Desde el comienzo de las hostilidades, el ministerio de Información de
Belgrado y organismos encargados de la conservación afirmaron que la OTAN
atacaba deliberadamente sitios del patrimonio serbio. Visitamos los sitios en cuestión
y comprobamos que esas acusaciones eran infundadas. Al término de la guerra
correspondió a los soldados de la KFOR1 la misión de proteger las iglesias
y monasterios más famosos. Pero muchas iglesias de zonas rurales fueron atacadas
por kosovares que al regresar al país querían vengarse. En su mayoría
habían sido construidas en el siglo xx incluso en los años 90. Eran
consideradas monumentos políticos y por eso se quiso destruirlas. Según
los datos de que disponemos, desde el término del conflicto unas 40 iglesias
resultaron gravemente dañadas y otras 40 sufrieron actos de vandalismo. En
su mayor parte eran modernas.
¿Cómo avanza la reconstrucción?
Se está restaurando lo que puede repararse rápidamente. En otros
términos, lo que tiene estructuras modernas de hormigón. Las Naciones
Unidas disponen de un presupuesto escaso para la reconstrucción, que no constituye
una prioridad para la comunidad internacional. Nuestro proyecto para el patrimonio
kosovar acaba de obtener fondos para restaurar tres monumentos.2 También
se autorizó al Instituto para la Protección de los Monumentos del Kosovo
a que retirara los escombros, y consolidara y cubriera un centenar de monumentos
amenazados. Si bien la KFOR protege los sitios patrimoniales serbios, son contadas
las iniciativas para consolidar los dañados desde el final de la guerra. En
cuanto a las mezquitas, las organizaciones islámicas de asistencia con sede
en Arabia Saudí imponen criterios demasiado rígidos para la reconstrucción,
tal como hicieron en Bosnia. Condenan la más mínima decoración
y estiman que prácticas corrientes en el resto del mundo musulmán rayan
en la idolatría.
¿Los albaneses quieren realmente reconstruir su patrimonio?

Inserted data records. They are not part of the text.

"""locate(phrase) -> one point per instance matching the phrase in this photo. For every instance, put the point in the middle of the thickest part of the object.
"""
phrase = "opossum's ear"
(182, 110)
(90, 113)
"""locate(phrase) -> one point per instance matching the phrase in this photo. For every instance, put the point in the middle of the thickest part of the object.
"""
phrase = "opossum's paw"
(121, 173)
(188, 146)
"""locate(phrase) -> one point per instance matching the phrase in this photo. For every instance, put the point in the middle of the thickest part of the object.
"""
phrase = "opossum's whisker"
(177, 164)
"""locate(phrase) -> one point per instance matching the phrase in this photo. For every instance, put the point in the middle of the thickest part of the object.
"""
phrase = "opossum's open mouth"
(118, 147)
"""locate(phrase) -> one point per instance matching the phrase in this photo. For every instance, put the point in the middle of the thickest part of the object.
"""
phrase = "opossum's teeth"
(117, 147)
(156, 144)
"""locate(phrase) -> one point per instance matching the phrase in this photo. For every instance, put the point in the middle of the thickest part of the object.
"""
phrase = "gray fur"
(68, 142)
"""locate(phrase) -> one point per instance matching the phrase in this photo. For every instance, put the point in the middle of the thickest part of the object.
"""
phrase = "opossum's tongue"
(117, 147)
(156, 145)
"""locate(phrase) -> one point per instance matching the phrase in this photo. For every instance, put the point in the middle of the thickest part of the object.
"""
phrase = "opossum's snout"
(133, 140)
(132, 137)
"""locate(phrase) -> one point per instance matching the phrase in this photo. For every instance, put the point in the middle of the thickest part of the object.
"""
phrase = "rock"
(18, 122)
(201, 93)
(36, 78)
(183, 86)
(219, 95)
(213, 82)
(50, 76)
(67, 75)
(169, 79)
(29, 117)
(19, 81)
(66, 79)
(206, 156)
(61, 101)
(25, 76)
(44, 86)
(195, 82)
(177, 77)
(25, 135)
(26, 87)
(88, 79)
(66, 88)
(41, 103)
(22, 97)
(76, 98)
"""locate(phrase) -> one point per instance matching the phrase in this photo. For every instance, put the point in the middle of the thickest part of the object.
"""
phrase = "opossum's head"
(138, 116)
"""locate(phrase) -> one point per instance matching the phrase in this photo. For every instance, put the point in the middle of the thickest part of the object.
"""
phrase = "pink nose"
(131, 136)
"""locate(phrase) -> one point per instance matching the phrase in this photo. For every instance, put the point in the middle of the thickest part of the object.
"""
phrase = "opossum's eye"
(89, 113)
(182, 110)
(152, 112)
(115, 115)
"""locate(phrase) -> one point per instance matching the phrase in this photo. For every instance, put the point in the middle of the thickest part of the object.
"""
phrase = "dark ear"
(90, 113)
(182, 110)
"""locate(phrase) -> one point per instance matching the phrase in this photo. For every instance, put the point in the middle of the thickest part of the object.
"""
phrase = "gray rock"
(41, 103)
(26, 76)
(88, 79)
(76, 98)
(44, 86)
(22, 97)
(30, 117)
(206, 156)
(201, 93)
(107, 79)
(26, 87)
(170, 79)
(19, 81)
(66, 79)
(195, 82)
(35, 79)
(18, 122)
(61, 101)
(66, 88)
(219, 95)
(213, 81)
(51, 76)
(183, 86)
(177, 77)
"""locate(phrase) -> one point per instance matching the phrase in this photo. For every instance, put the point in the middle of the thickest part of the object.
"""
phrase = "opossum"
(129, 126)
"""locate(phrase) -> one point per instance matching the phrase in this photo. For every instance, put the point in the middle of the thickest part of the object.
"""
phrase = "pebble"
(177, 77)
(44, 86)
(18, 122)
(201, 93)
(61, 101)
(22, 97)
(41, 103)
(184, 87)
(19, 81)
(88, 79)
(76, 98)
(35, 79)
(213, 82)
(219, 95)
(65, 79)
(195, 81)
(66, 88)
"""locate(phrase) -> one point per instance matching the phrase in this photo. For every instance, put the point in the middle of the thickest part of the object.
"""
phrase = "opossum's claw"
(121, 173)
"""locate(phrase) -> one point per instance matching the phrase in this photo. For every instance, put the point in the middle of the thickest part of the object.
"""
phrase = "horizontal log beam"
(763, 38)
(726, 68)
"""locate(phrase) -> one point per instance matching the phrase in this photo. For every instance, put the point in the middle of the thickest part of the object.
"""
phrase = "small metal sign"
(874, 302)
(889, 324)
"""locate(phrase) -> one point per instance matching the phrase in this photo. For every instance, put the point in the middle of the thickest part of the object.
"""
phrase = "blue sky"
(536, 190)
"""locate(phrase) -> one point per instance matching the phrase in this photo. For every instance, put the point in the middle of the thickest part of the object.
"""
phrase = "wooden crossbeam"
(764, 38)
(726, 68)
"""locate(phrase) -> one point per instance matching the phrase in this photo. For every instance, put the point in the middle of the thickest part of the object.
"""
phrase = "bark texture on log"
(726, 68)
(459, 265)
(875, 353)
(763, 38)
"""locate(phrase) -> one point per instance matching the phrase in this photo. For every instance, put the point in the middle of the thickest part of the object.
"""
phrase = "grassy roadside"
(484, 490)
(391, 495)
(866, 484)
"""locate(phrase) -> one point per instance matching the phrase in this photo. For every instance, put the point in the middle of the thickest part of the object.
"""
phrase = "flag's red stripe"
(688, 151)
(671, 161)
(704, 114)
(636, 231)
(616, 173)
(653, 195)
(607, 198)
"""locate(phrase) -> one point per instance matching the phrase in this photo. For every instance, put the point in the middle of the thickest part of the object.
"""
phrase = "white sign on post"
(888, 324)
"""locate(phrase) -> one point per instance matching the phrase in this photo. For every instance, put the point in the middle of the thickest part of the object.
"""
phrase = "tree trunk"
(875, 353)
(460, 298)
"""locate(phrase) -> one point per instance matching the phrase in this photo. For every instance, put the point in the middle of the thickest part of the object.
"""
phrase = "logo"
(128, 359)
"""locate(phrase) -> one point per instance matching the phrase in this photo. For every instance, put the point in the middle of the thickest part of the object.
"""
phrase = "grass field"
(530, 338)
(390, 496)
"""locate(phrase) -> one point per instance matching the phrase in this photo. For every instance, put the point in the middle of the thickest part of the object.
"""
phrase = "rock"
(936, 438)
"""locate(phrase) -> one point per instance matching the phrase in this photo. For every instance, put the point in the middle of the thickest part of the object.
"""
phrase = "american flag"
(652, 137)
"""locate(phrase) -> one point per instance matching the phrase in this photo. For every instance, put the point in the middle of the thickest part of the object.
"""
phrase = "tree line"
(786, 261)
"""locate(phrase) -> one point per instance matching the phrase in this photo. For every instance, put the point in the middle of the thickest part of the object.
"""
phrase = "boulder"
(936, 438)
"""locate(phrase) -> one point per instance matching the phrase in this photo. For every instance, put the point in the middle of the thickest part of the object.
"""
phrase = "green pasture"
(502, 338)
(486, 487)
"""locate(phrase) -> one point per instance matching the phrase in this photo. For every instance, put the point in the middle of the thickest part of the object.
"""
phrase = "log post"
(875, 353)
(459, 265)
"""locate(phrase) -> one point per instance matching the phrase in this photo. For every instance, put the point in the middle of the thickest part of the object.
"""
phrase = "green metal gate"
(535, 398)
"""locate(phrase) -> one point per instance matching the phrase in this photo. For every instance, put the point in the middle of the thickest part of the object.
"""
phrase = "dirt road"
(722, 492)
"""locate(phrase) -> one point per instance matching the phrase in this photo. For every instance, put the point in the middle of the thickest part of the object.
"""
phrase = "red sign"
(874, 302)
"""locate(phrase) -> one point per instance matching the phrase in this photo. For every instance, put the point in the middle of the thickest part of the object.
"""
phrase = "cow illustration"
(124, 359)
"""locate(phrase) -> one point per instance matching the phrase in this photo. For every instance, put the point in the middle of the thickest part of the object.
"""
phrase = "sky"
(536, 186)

Sin lugar a dudas. Sienten un fervoroso apego por éste, y ésa fue
de hecho la razón de los ataques de que fue objeto. Pero carecen de medios,
y sobre todo de la preparación técnica indispensable. A la mayoría
se le impidió ejercer su oficio en los últimos diez años. Con
nuestro proyecto aspiramos a elaborar métodos que se adapten al contexto local
y favorecer las relaciones entre las instituciones del lugar y los profesionales
extranjeros.
1. La KFOR es una
fuerza internacional dirigida por la OTAN bajo mandato de las Naciones Unidas para
restablecer la seguridad. Instalada en la región desde junio 1999, cuenta
con 50.000 miembros procedentes de 30 países.
2. Este proyecto se ejecutará en cooperación con Friends of Bosnia,
una ONG instalada en Boston, y las autoridades locales competentes en la materia.